Our February Presidents: A Post from Thomas W. Evans
Thomas W. Evans is the author of The Education of Ronald Reagan: The General Electric Years and the Untold Story of His Conversion to Conservatism.
Four presidents were born in February: Washington and Lincoln, William Henry Harrison, and Ronald Reagan. Recent surveys of our presidents have placed Reagan in the “near great” category. But Reagan’s reputation is rising each year. All Republican candidates invoke Reagan’s achievements and even Barack Obama fleetingly recalled the aura of change and optimism that prevailed in Reagan’s eight years.
Only Washington, Lincoln, and Franklin Roosevelt (who missed a February birth date by two days) have been placed in the “great” category by serious scholars. But the time has come to reevaluate Reagan for admittance to that club. Among Reagan’s achievements: he embarked on the zero option with the Soviets, actually destroying nuclear weapons, not simply reducing the rate of their future production, he initiated the Reagan Doctrine and the Strategic Defense Initiative. As Margaret Thatcher pointed out, “He won the Cold War without firing a shot.”
On the domestic front, he mounted a tax revolution; fired striking air traffic controllers; rebuilt our depleted military; and provided the basis, even in the face of large deficits at the outset, for a prosperous and productive economy. All of these achievements comprised a conservative agenda which Reagan had firmly in place before he became president in 1981. What the Republican candidates who invoke his memory often forget, however, is that he was once, to use his self-description, “a liberal” and a “New Dealer to the core.”

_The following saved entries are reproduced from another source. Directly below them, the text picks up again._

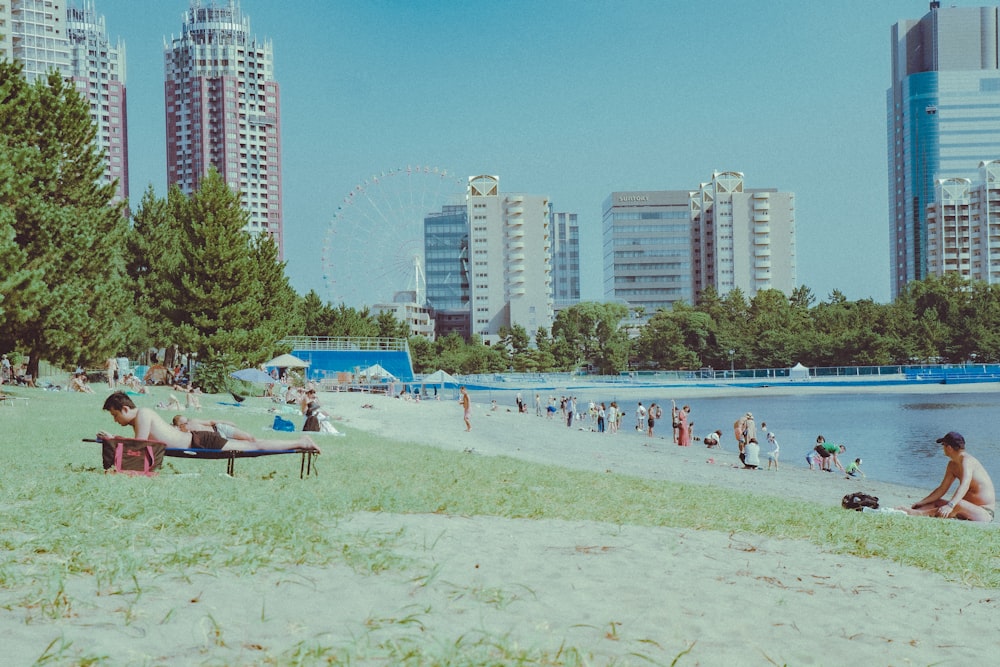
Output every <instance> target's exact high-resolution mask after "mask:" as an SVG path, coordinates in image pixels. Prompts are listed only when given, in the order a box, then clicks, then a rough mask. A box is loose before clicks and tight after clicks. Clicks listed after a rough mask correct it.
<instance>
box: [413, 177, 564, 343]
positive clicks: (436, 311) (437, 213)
mask: <svg viewBox="0 0 1000 667" xmlns="http://www.w3.org/2000/svg"><path fill="white" fill-rule="evenodd" d="M549 216H550V211H549V201H548V198H547V197H543V196H539V195H526V194H506V195H501V193H500V179H499V178H498V177H497V176H472V177H470V178H469V185H468V190H467V193H466V203H465V205H463V206H445V207H444V208H443V209H442V210H441V212H440V213H433V214H431V215H428V216H427V217H426V218H425V219H424V248H425V252H424V255H425V275H426V277H427V303H428V305H429V306H431V308H432V310H433V315H434V319H435V330H436V333H437V335H438V336H443V335H447V334H448V333H451V332H453V331H455V332H459V333H461V334H462V335H463V336H464V337H468V336H469V335H470V334H476V335H478V336H480V337H481V338H482V340H483V342H485V343H486V344H492V343H495V342H497V341H498V340H499V339H500V336H499V333H500V329H501V327H511V326H513V325H515V324H516V325H520V326H522V327H524V329H525V331H527V333H528V336H529V337H530V338H531V339H532V340H533V339H534V337H535V334H536V333H537V331H538V329H539V328H541V327H545V328H547V329H551V327H552V320H553V303H552V264H551V246H552V240H551V233H550V218H549Z"/></svg>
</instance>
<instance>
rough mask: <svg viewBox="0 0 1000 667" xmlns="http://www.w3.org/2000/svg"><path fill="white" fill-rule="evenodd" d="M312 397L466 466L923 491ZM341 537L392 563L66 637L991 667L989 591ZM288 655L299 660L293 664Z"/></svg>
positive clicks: (173, 605) (405, 538) (329, 648)
mask: <svg viewBox="0 0 1000 667" xmlns="http://www.w3.org/2000/svg"><path fill="white" fill-rule="evenodd" d="M444 394H446V395H448V396H449V397H450V392H447V391H446V392H444ZM322 401H323V404H324V406H325V407H326V408H327V409H328V410H329V411H330V412H332V413H333V414H334V415H336V416H337V418H338V420H339V421H338V426H340V425H343V426H345V427H346V428H345V429H344V430H348V432H349V431H350V429H360V430H364V431H369V432H372V433H375V434H379V435H383V436H385V437H391V438H394V439H398V440H401V441H404V442H406V441H409V442H418V443H422V444H427V445H433V446H436V447H441V448H445V449H449V450H454V451H460V452H466V453H468V455H470V456H499V455H505V456H514V457H517V458H520V459H524V460H527V461H535V462H542V463H554V464H559V465H564V466H570V467H574V468H579V469H586V470H594V471H613V472H616V473H622V474H628V475H641V476H646V477H651V478H654V479H664V480H679V481H687V482H696V483H699V484H705V485H712V486H724V487H729V488H744V489H752V490H755V491H759V492H762V493H766V494H767V493H771V494H785V495H792V496H793V497H800V498H803V499H810V500H813V501H816V500H818V501H820V502H829V503H830V504H831V505H834V504H839V502H840V498H841V497H842V496H843V495H844V494H845V493H847V492H850V491H855V490H863V491H866V492H868V493H872V494H874V495H877V496H879V497H880V498H882V499H883V504H886V505H894V504H903V503H912V502H913V501H914V500H916V499H918V498H920V497H922V496H923V495H925V494H926V491H927V490H925V489H910V488H906V487H900V486H895V485H887V484H882V483H878V482H875V481H872V480H867V481H858V480H850V481H848V480H844V479H843V476H842V475H839V474H828V473H820V472H812V473H810V472H808V471H806V470H803V469H798V468H793V467H791V466H788V467H785V468H782V469H781V471H780V472H777V473H775V472H768V471H747V470H742V469H737V468H734V467H733V465H734V464H735V462H736V453H735V451H733V448H732V445H731V444H729V445H728V447H729V449H728V450H723V451H718V450H707V449H706V448H704V446H702V445H701V444H700V443H696V445H695V446H693V447H691V448H679V447H676V446H675V445H673V444H672V443H671V442H669V441H667V440H665V439H654V440H649V439H647V438H645V437H643V436H640V435H637V434H636V433H635V432H634V431H633V432H629V431H628V430H623V431H622V432H620V433H619V434H617V435H614V436H611V435H601V434H597V433H593V432H591V431H590V430H589V425H585V426H583V427H582V428H583V429H585V430H580V428H567V427H566V426H565V424H564V423H560V422H559V421H558V419H552V420H549V419H546V418H544V417H543V418H539V417H536V416H534V415H533V414H531V415H521V414H515V413H513V412H507V411H506V409H502V410H499V411H496V412H491V411H490V409H489V406H488V405H483V404H475V405H474V408H473V430H472V431H471V432H468V433H467V432H465V429H464V425H463V424H462V414H461V409H460V407H459V406H458V404H457V403H456V402H454V401H452V400H442V401H424V402H422V403H419V404H417V403H413V402H405V401H401V400H395V399H388V398H384V397H379V396H369V395H360V394H328V395H325V396H323V397H322ZM363 405H370V406H371V407H362V406H363ZM349 441H350V434H348V436H347V437H346V438H336V439H334V438H330V439H328V440H325V441H321V443H325V444H326V445H327V446H328V448H329V450H328V453H329V454H330V455H335V454H333V453H334V452H335V450H336V447H339V446H344V445H345V443H349ZM324 458H326V456H324ZM762 458H763V460H764V463H765V465H766V457H765V456H763V453H762ZM331 463H332V462H331ZM325 465H330V464H325ZM706 489H707V492H710V489H711V486H707V487H706ZM758 509H759V511H767V508H766V507H761V508H758ZM913 520H929V519H913ZM336 528H337V530H340V531H344V532H345V535H352V534H353V535H368V536H370V535H386V536H392V538H391V539H392V543H393V547H392V548H393V551H394V552H395V554H396V555H397V556H398V557H400V558H402V559H405V561H406V562H407V563H408V565H407V567H405V568H391V569H389V570H388V571H386V572H383V573H381V574H378V575H374V574H370V573H366V572H358V571H355V570H352V569H350V568H348V567H346V566H337V567H333V566H331V567H327V568H316V567H311V566H301V567H296V568H293V569H287V570H284V571H279V572H267V573H263V574H258V575H256V576H254V577H253V578H238V577H236V576H235V575H232V574H228V573H223V574H218V573H216V574H199V573H192V574H191V575H190V576H189V577H185V578H184V579H183V580H179V579H176V578H174V577H166V578H164V579H163V580H161V581H156V582H152V583H149V582H147V583H146V584H145V586H144V590H143V595H142V605H141V607H139V605H137V607H138V613H137V617H136V618H135V620H134V622H133V623H132V624H131V625H130V626H128V627H118V626H116V625H113V624H111V623H102V622H101V621H100V620H99V619H101V618H102V617H103V616H105V615H106V616H107V617H108V618H115V617H120V615H121V614H120V612H119V613H117V614H116V613H115V612H114V611H113V609H114V608H115V607H120V606H121V605H122V604H123V601H122V599H121V598H120V597H119V596H104V597H98V598H96V599H95V600H94V605H95V608H94V609H92V610H89V611H88V613H87V616H86V620H84V619H80V620H78V621H75V622H69V623H68V624H67V627H66V628H65V629H64V630H63V632H64V636H65V637H66V638H67V639H69V640H71V641H74V642H77V644H78V645H79V646H80V647H81V648H86V649H88V650H89V651H90V652H91V653H92V654H101V653H105V654H108V655H113V656H115V662H116V663H117V664H126V663H131V662H136V663H144V664H145V663H149V664H206V663H207V664H265V663H266V664H274V663H276V664H287V663H289V662H292V661H293V659H292V657H294V658H296V659H301V660H302V664H320V663H323V660H324V658H325V657H330V656H332V655H339V656H341V659H343V656H344V655H346V654H347V652H350V654H351V655H353V656H354V658H355V659H354V661H353V663H352V664H378V665H383V664H397V663H398V662H399V658H398V656H397V657H390V654H389V652H388V650H387V649H386V647H387V646H395V647H397V648H398V649H399V650H400V651H401V652H403V653H406V652H407V651H408V650H409V651H411V653H412V654H415V655H420V654H421V651H427V652H428V653H429V654H431V655H435V656H441V655H443V656H446V657H447V656H448V655H452V656H453V657H454V659H455V660H456V661H458V659H459V658H463V657H464V659H467V660H468V661H469V662H467V663H462V664H482V663H484V662H486V659H487V656H491V657H492V661H491V664H513V663H514V662H516V658H518V657H524V656H525V655H527V656H529V657H530V656H532V655H536V654H533V653H532V652H533V651H540V652H548V653H547V655H548V658H549V660H551V661H552V662H547V663H545V664H578V663H574V662H573V661H572V658H573V657H574V654H573V651H575V650H579V651H580V652H581V653H582V654H583V655H584V656H585V657H586V659H585V660H583V661H582V663H580V664H596V665H604V664H611V663H613V664H617V665H633V664H634V665H649V664H657V665H670V664H674V660H675V658H676V659H677V660H676V664H677V665H727V666H728V665H783V664H789V665H926V664H938V665H970V664H991V663H992V661H993V660H995V659H996V655H997V651H998V650H1000V643H998V640H997V635H996V618H997V612H998V611H1000V596H998V595H996V592H995V591H990V590H982V589H975V588H971V587H967V586H964V585H962V584H960V583H953V582H948V581H946V580H944V579H943V578H942V577H940V576H939V575H935V574H930V573H927V572H924V571H920V570H917V569H914V568H909V567H905V566H901V565H897V564H894V563H891V562H888V561H883V560H879V559H872V558H867V559H862V558H854V557H849V556H842V555H836V554H832V553H826V552H824V551H823V550H822V549H821V548H817V547H816V546H815V545H814V544H809V543H805V542H800V541H792V540H780V539H773V538H766V537H759V536H755V535H746V534H740V533H722V532H712V531H695V530H682V529H671V528H648V527H636V526H630V525H624V526H618V525H609V524H601V523H593V522H585V521H554V520H541V521H538V520H511V519H500V518H491V517H459V516H446V515H394V514H371V513H358V514H354V515H351V516H349V517H347V518H345V519H344V520H342V521H340V522H339V523H338V524H337V527H336ZM970 529H972V530H977V529H979V528H978V527H974V526H970ZM72 585H75V586H80V587H86V586H87V585H88V583H87V582H84V581H78V582H75V583H73V584H72ZM90 585H92V584H90ZM102 606H103V607H104V608H102ZM95 619H97V620H95ZM10 620H11V619H8V621H10ZM50 636H51V630H50V629H49V628H47V627H46V626H45V625H43V624H39V625H27V626H25V625H24V624H23V623H15V622H5V623H0V642H2V643H3V644H4V645H5V646H8V647H12V648H9V649H8V650H9V651H12V653H10V654H9V655H13V656H15V657H22V658H25V657H27V658H31V660H33V659H34V658H35V657H37V656H38V646H39V645H40V642H41V645H44V643H46V641H45V638H46V637H50ZM296 646H300V647H313V649H312V650H313V652H312V653H305V652H304V651H303V652H300V653H299V654H297V655H296V656H292V657H290V656H291V654H290V651H292V650H293V649H294V647H296ZM491 647H492V648H491ZM561 647H563V648H561ZM567 649H569V650H568V651H567ZM520 652H524V653H520ZM275 656H283V658H282V659H281V660H275ZM366 656H367V657H366ZM678 656H679V657H678ZM29 662H30V661H29ZM19 664H21V663H19ZM323 664H325V663H323ZM410 664H423V663H422V662H420V661H419V660H417V661H416V662H413V663H410ZM529 664H534V663H529Z"/></svg>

In The Education of Ronald Reagan: The General Electric Years and the Untold Story of his Conversion to Conservatism, I trace his move from liberal to conservative, from actor to politician, during the 1950s, when he worked for GE as host of their television program and spent two years traveling the country, talking with their employees and giving speeches in the communities where their plants were located. He was already a strong anti-communist when he arrived at GE (based largely on experiences in the Hollywood labor wars, when he headed the Screen Actors Guild), but these were the years when he and his close friend, attorney Larry Beilenson (who was not associated with GE) hammered out all of the elements of what later became Reagan’s foreign policy and the grist for Beilenson’s three books, all published before Reagan’s inauguration in 1981.
Reagan described his years at GE, working largely with GE’s vice president Lemuel Boulware, as his “postgraduate course in political science” and an “apprenticeship for public life.” He was always an omnivorous reader and we know that during this period he read von Mises, Lenin, Hayek, and the practical economics of Henry Hazlitt. True, his background and his upbringing created fertile soil for his education. But prior to his GE years he had campaigned for Harry Truman and Hubert Humphrey in 1948 and had supported Helen Gahagan Douglas in her unsuccessful U. S. Senate contest against Richard Nixon in 1950. The notion that conservatives are born that way and never change is refuted by Reagan’s record, his process of “self-education,” and the thoughtful, constructive way in which he changed his views and ultimately changed the country.